People who are addicts are often highly susceptible to:
- Eating disorders
- Suicidal tendencies
- Health risks such as liver cirrhosis or lung cancer
- HIV contracted by sharing needles
- Sexual dysfunction
Having a problem with an addiction usually leads to having even more problems. Depression is a big issue in the LGBTQ and can lead to an eating disorder. LGBT men are actually 3 times more likely to have an eating disorder. Not only that, an addiction to certain drugs could even lead to HIV when sharing needles or other drug use equipment.
Helping LGBTQ People Suffering From Addiction
Recognizing issues associated with addiction is quite important, for gay or transgender people getting help is a little different than a regular person suffering from addiction. For one, LGBT individuals can find help in specifically designed rehab centers just for them. There are treatment centers catered to the unique needs of lesbian women, bisexuals and even LGBTQ youth. Overall these individualized treatment options make a big difference in the ability for them to recover from an addiction.

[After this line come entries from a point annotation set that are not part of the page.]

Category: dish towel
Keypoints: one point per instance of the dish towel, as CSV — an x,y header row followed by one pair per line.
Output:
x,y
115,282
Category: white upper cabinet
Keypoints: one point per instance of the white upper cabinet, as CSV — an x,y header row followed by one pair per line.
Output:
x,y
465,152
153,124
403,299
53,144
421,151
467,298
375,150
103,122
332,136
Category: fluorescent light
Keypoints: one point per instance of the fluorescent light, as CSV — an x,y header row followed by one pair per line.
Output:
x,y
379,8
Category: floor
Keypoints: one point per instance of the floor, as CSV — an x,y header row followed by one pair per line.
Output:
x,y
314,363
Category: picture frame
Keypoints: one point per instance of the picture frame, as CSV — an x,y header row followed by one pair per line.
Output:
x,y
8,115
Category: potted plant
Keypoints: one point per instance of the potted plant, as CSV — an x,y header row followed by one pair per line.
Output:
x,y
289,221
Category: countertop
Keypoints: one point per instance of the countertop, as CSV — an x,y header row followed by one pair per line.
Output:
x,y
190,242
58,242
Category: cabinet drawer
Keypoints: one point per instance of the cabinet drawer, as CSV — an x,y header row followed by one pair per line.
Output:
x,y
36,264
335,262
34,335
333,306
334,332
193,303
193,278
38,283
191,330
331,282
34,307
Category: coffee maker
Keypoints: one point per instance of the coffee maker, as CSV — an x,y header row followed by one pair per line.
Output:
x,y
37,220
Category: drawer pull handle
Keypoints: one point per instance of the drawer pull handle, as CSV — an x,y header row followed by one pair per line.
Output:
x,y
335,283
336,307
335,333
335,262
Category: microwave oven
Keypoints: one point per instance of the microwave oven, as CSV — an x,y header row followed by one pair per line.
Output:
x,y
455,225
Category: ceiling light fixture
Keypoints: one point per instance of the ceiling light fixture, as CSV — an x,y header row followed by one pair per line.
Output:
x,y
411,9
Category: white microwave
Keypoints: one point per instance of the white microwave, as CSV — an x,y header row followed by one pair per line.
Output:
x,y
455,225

Some issues treated at LGBTQ treatment centers are:
- Managing discrimination from others
- Dealing with depression, anxiety, and guilt that stem from sexual orientation or gender identity
- Handling peer pressure
- Guidelines for accepting their identity and coming out
The Advantage Of Specialized LGBTQ Rehab Centers
As more and more help centers spring up with more understanding of the specific needs of LGBTQ. Going to such rehabilitation centers will make the patient feel more at home and assist in the recovery process. Being around other people with the same struggles in itself is a great therapy which can tremendously help the patient’s feeling of self-worth and self-esteem. These people need to be cared for in a warm and welcoming environment where they do not feel the alienation that drove them into addiction in the first place. Rehabilitation in these types of places takes into account other disorders, whether they are innate or they have been developed over the years.